Cheese were all local, and in fine condition. A pre-dessert was white chocolate sorbet, red currant emulsion and crispy rice (17/20). The pastry chef here is Arthur Fevre, who in 2011 won the prize for best dessert in France. The dish that followed was the one that won him this award: “lemon waves", an undulating crisp with lemon cream and caramel, lemon milk mousse, lemon milk sorbet and caramel mousse. This was an original dish and lovely to eat, the caramel and lemon nicely balanced, as were the textures of the different elements (19/20).
Petit fours comprised cherry lollipop, lemon meringue pie and pistachio, all excellent. Coffee was dark and rich. The bill came to €607 for two (£249 per head) but that was with the priciest menu and some serious wine; we drank Coche Dury Rougeots 2006 at the relative bargain price of €180 for a wine that retails at around €540, plus some champagne. If you went for a lesser menu and ordered more modest wine then the all in price per head would be around £180 per head. Service was superb throughout the evening, with topping up flawless and the staff friendly and knowledgeable. Overall I thought this was a superb meal, definitely in three star territory. This combination of appealing dishes, high grade ingredients and exemplary culinary technique were hard to fault. Highly recommended.

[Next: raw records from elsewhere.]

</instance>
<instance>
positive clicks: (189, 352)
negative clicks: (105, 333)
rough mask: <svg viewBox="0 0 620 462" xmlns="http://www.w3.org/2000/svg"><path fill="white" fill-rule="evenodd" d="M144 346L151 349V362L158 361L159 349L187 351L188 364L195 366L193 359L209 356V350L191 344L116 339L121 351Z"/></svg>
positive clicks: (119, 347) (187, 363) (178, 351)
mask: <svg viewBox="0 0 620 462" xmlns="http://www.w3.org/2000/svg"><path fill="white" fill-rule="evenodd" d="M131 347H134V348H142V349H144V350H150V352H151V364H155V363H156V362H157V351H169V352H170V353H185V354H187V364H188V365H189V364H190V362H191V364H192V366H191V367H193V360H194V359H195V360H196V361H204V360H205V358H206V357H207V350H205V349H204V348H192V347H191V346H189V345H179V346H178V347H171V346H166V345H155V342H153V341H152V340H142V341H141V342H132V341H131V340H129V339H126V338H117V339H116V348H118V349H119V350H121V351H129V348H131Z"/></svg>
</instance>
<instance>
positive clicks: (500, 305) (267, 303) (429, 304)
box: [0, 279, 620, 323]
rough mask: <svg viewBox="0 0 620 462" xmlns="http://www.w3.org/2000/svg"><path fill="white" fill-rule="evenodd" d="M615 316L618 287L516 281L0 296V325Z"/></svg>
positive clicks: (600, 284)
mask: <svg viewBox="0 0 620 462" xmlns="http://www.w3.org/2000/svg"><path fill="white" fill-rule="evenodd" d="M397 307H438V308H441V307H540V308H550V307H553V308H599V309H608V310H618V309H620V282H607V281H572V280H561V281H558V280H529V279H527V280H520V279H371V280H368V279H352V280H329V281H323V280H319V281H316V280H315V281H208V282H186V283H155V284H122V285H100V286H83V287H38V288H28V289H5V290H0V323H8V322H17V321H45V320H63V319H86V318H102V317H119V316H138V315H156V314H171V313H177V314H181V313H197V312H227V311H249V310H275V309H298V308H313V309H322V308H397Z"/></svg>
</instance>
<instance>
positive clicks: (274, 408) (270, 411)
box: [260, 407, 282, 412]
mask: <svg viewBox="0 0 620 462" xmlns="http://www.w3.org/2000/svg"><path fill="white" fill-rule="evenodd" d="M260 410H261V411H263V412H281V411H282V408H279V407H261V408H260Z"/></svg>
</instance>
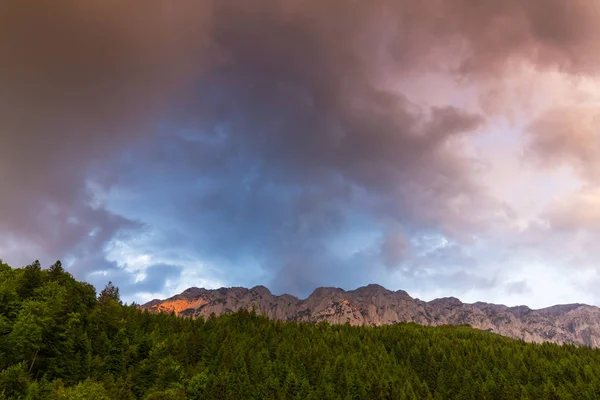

Further reviews: 01st Jun 1996
Lance Hirsh
I have stayed at Les Crayeres more than 20 times since the early 90's. In a word, the entire experience is magical. The current team under Herve Fort and Chef Mille is focused and headed in the right direction. The food is sublime and the wine list is both affordable and approachable. The team at this property is amongst the very best in the world today! I recommend a visit very highly!
Mark Bernstein
Andy, we stayed and dined at Les Crayeres in late May and with perfect weather, this may be the finest dining experience in France and especially for champagne lovers. 05 Rousseau Clos St. Jacques for E350 and a 1990 Selosse for 400lets you know that you are not going to be abused. Being able to walk the grounds before cheese in the dying light was an amazing treat & taking a glass of 02 Selosse to your room for a night cap is just not a part of a normal restaurant experience. While an argument could be made for the food of L'Assiette, the over all experience of Les Crayeres is simply stunning.
Ian Westcott
Andrew At those prices they are doing okay just not screwing last drop out of their clients
S Lloyd
Absolutely right, Andy, in your comparison between Les Crayeres and L'Assiette Champenoise . I have some relatives in Reims and do visit the city oftently, therefore I know both restaurants really well. Like you, I enjoyed both but would give Les Crayeres the edge
Andrew Miller
Does the sommelier need a basic course on 'how to make a profit?' when pricing wines? :-)
Ian Westcott
Think that you have definitely got the relativity between the three Reims restaurants spot on. Pity for Les Crayeres that Michelin don't do as good a job. Anyway hopefully having a three star in town will attract gourmets to spend some time and the truth will out. Keep up the great work.